Introduction
This shaft torsion calculator estimates two of the most important responses in a round shaft under torque: the maximum shear stress at the outer surface and the angle of twist over the shaft length. In plain terms, it answers two practical questions engineers ask all the time. First, is the shaft strong enough that the torsional stress stays within a safe range? Second, is it stiff enough that it will not twist so much that the machine feels soft, loses accuracy, or creates alignment problems? Those are related questions, but they are not the same. A shaft can pass a stress check and still twist more than the application allows.
The calculator is intended for a solid circular shaft with constant diameter, uniform material, and linearly elastic behavior. That is the standard textbook torsion model used for many machine design checks, drivetrain sizing studies, and early design comparisons. It is especially useful when you are comparing diameters, checking a proposed shaft layout, or learning how torque, length, material stiffness, and geometry work together. The result is quick, but the physics underneath it is important: a longer shaft twists more, a softer material twists more, and a larger diameter can dramatically reduce both stress and twist.
How to use
Enter the shaft diameter in millimeters, the shaft length in meters, the applied torque in newton-meters, and the shear modulus G in gigapascals. When you press Calculate Torsion, the page converts the units internally and evaluates the standard solid-shaft torsion formulas. If you are working from a machine layout, the length should usually be the distance over which the torque is carried and twist accumulates. If you are checking a material property sheet, make sure you use shear modulus rather than Young’s modulus; they are not interchangeable in torsion.
After calculation, read the two outputs together. The shear stress tells you how heavily the shaft surface is loaded. The angle of twist tells you how much one end rotates relative to the other. If the torque is entered with a negative sign, the calculated twist and stress also carry that sign convention, which can be helpful when you are tracking direction in a larger system. In most design checks, however, the magnitude is what matters for comparison with allowable values or performance limits.

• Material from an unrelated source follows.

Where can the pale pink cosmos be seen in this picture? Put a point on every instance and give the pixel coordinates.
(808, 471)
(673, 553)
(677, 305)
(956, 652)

A good workflow is to start with an estimated diameter, calculate the response, and then adjust the diameter until both stress and twist are acceptable. Because the polar moment grows with the fourth power of radius, small diameter changes can have a surprisingly large effect. That is why torsion sizing often feels nonlinear: a shaft that seems only slightly larger can be much stiffer and much less stressed than the original option.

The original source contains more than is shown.